Large brands simply cannot afford to have search and product discovery solutions that only work effectively in English. To succeed globally, multilingual search capabilities are a must  — organizations need powerful tools that can deliver impactful product discovery experiences for shoppers across diverse languages and regions. 

For example, Coveo’s multilingual support empowers companies like Nespresso, Dow, and Philips to scale their ecommerce operations worldwide, ensuring relevant search experiences for a diverse and widespread shopper demographic.

Many search solutions are primarily designed for and optimized in English, but with over 7,000 languages spoken globally, this approach is far from sufficient and companies that fail to adapt risk being outpaced by competitors who do.

Multilingual Search Challenges

Multilingual search poses some unique findability challenges. These issues can arise not only between different languages but even within the same language. On a large, international online store, shoppers from different countries may use entirely distinct words for the same products. For instance, U.K. shoppers might search for “trousers” while U.S. shoppers use “pants” to describe the same item. The same goes for “trainers” in the U.K. and “sneakers” in the U.S., illustrating how regional language variations impact product searches.

But the complexity doesn’t end there. Certain languages add further layers of difficulty, especially when it comes to stemming — the process of reducing words to their root form. This plays a crucial role in product search because it helps the search engine understand and match different variations of a word to the same underlying concept or product. Without stemming, a search engine might fail to connect a shopper’s query with relevant products that have slightly different word forms.

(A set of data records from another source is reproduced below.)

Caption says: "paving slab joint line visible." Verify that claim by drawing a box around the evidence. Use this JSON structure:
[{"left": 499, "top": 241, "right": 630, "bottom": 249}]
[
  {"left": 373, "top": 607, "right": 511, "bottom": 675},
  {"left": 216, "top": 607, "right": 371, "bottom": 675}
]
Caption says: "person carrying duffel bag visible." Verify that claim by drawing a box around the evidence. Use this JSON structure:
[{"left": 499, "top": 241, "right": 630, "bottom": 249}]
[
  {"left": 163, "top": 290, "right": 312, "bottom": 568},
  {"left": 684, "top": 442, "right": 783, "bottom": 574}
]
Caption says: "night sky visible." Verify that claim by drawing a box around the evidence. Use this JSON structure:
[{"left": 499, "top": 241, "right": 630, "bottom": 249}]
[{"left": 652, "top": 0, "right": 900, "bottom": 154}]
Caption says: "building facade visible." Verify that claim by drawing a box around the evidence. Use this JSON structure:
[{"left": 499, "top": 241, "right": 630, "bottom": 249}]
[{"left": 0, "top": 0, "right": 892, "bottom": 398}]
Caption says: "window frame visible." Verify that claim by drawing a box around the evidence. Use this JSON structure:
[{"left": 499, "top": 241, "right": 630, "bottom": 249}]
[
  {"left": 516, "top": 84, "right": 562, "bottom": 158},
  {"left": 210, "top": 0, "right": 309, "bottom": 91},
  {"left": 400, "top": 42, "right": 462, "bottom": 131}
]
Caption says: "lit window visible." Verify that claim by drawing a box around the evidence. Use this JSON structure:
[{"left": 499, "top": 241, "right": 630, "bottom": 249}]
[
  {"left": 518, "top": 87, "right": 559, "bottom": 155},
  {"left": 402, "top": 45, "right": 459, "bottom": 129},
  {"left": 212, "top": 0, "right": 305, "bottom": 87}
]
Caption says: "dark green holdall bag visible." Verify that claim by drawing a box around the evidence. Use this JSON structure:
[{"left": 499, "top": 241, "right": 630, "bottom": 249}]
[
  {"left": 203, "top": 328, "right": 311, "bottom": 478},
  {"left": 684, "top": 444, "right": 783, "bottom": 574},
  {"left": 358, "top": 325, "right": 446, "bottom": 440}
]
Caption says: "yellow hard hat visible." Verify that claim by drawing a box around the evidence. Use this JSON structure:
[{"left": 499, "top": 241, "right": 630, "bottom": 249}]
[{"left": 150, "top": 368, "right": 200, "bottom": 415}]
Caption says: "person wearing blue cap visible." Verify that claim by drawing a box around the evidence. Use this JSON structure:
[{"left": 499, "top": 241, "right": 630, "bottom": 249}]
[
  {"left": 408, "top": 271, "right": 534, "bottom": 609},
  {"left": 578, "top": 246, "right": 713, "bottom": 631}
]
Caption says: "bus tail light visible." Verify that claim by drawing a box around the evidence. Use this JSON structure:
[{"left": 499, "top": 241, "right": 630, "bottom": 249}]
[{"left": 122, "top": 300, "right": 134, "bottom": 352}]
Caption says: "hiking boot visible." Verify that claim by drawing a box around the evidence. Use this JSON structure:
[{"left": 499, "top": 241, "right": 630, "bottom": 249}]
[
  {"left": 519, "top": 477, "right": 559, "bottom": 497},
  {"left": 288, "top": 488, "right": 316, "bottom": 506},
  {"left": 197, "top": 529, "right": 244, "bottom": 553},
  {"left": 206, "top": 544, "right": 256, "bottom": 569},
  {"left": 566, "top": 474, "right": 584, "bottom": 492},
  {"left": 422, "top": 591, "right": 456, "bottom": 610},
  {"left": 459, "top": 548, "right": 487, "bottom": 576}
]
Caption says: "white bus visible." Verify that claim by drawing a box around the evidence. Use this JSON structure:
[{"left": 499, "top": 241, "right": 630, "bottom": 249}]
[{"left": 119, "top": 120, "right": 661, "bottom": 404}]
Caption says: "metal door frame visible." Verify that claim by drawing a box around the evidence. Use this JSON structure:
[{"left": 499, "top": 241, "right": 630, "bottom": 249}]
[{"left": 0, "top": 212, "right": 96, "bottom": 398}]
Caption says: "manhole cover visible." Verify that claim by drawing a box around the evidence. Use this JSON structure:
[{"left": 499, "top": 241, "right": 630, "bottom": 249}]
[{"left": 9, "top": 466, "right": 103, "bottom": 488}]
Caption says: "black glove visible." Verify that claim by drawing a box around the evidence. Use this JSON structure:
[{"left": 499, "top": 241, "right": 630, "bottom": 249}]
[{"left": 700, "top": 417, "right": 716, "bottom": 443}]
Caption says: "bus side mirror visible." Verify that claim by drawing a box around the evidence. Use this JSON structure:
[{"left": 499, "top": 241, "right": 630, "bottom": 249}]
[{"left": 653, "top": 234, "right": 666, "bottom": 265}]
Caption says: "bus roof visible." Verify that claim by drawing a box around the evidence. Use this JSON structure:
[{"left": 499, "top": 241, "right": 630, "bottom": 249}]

Imagine a user searching for “running shoes” on an ecommerce platform. Without stemming, the search engine might only return results that contain the exact phrase “running shoes” and ignore product listings that use slightly different word forms, such as “best shoes for runners” or “ideal for those who run daily”.

Stemming is relatively straightforward in English, as it has relatively simple morphology, which means that word forms tend to change less dramatically based on grammar compared to languages with more complex inflectional systems. However, in languages with complex inflectional morphology, such as Slavic languages like Polish, stemming requires more sophisticated rules. These languages have highly inflected grammar, where nouns and verbs change form based on elaborate grammatical rules, making search even more challenging.

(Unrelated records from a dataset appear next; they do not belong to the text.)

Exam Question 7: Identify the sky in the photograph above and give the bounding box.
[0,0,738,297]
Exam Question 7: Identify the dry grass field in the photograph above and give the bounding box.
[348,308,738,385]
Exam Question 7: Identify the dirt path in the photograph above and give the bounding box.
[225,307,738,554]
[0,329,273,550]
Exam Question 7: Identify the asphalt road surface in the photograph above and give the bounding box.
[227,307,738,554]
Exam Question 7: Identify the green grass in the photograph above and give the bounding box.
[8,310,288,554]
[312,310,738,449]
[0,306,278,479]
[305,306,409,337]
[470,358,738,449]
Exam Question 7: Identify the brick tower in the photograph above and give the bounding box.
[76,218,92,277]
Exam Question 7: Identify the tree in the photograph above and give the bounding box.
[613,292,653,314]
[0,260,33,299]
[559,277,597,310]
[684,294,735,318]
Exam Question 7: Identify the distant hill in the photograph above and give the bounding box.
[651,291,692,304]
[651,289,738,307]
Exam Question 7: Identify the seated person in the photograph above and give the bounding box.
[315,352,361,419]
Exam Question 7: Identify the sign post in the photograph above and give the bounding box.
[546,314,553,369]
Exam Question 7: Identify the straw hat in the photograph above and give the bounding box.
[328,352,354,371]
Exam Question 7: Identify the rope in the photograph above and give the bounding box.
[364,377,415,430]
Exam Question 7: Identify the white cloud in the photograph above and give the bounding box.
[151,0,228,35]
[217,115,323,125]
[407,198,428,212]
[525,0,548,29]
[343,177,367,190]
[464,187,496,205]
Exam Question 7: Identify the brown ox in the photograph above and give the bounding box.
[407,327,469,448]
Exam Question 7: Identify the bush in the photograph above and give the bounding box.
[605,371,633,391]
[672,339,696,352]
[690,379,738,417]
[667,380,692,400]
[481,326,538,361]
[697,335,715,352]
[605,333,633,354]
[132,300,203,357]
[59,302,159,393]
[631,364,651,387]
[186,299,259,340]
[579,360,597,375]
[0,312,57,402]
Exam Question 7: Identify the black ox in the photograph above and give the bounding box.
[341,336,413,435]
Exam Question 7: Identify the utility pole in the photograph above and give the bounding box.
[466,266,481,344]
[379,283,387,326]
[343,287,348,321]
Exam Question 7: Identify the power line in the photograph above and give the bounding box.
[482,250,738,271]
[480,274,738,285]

However, one Natural Language Processing (NLP) task that is especially important is decompounding. It is arguably crucial for languages where words are frequently combined, such as German or Finnish where words are often combined into long, descriptive compounds. Breaking these words down into their components is essential for ensuring shoppers are accurately connected with the right products.

Understanding and addressing these linguistic nuances is key to optimizing multilingual search. Let’s dive deeper into decompounding and its relevance.

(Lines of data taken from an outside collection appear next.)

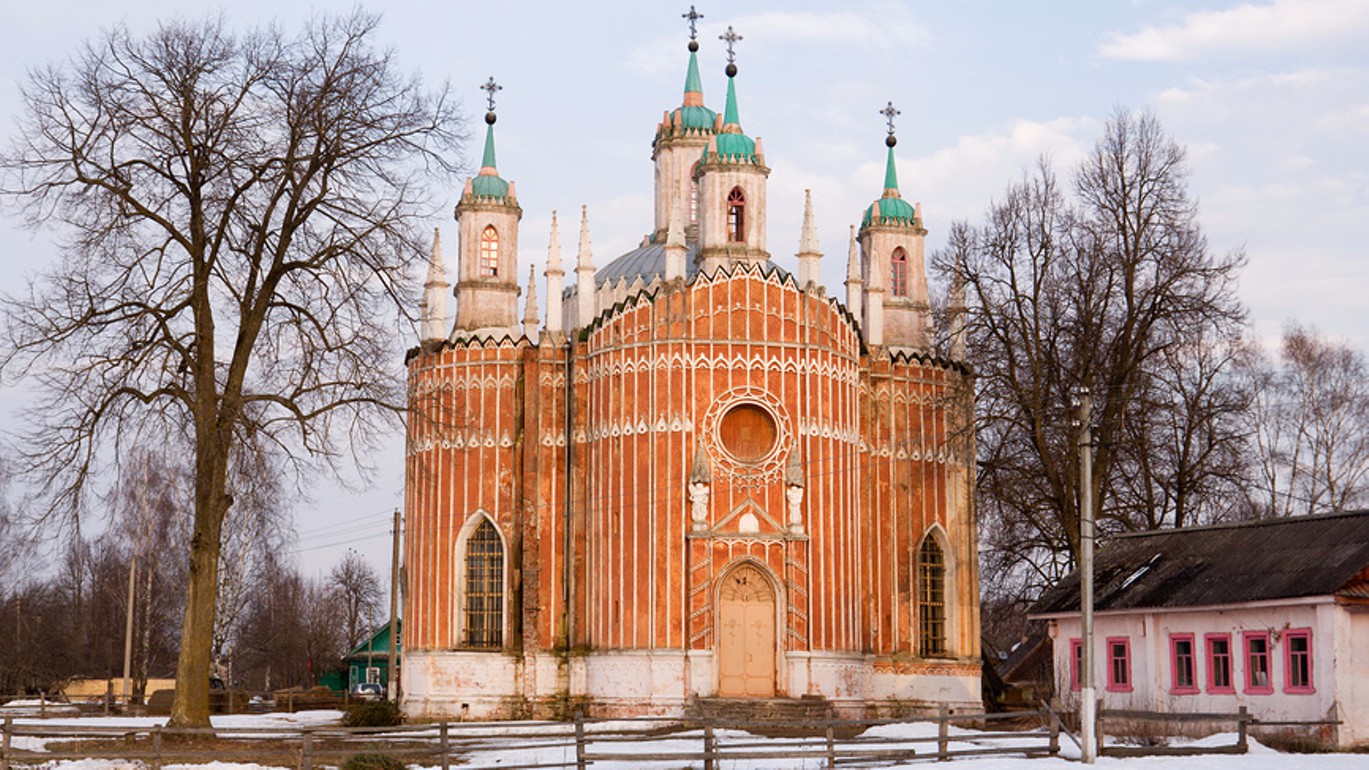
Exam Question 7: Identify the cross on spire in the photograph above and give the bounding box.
[481,75,504,112]
[717,25,742,64]
[879,101,904,136]
[680,5,704,40]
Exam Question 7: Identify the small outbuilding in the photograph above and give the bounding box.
[1032,511,1369,745]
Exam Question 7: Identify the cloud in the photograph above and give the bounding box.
[1098,0,1369,62]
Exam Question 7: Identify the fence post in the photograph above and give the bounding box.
[1094,697,1103,756]
[300,732,314,770]
[442,719,452,770]
[936,703,950,762]
[827,706,836,770]
[704,719,713,770]
[575,711,585,770]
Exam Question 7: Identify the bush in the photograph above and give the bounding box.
[338,754,408,770]
[342,700,404,723]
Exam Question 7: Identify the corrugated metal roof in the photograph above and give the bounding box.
[1031,511,1369,614]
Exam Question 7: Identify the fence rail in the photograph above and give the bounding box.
[0,710,1060,770]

Understanding the Complexity of Compound Words

Languages like German frequently combine nouns to create compound words that encapsulate complex ideas within a single term. For example, “heimwerkerbedarf” translates to “DIY supplies,” combining “heimwerker” (do-it-yourselfer) and “bedarf” (supplies). Similarly, “esstisch” (dining table) merges “ess” (dining) and “tisch” (table). In an ecommerce context, this presents a significant challenge: how do you ensure that search queries like “tisch” (table) return relevant results when the database primarily contains compound terms?

In Germanic languages such as German, Swedish, or Dutch, compounding is a common way to form new words. Similarly, agglutinative languages like Finnish or Turkish require decompounding (the process of breaking down compound words into their individual components or smaller units) to accurately interpret complex search queries. For instance, a Finnish shopper might search for “kahvinkeittimen suodatinpussi,” meaning “coffee maker’s filter bag.” If the search engine fails to decompound this term, it might miss products relevant to either “coffee makers” or “filter bags,” reducing search accuracy and relevance.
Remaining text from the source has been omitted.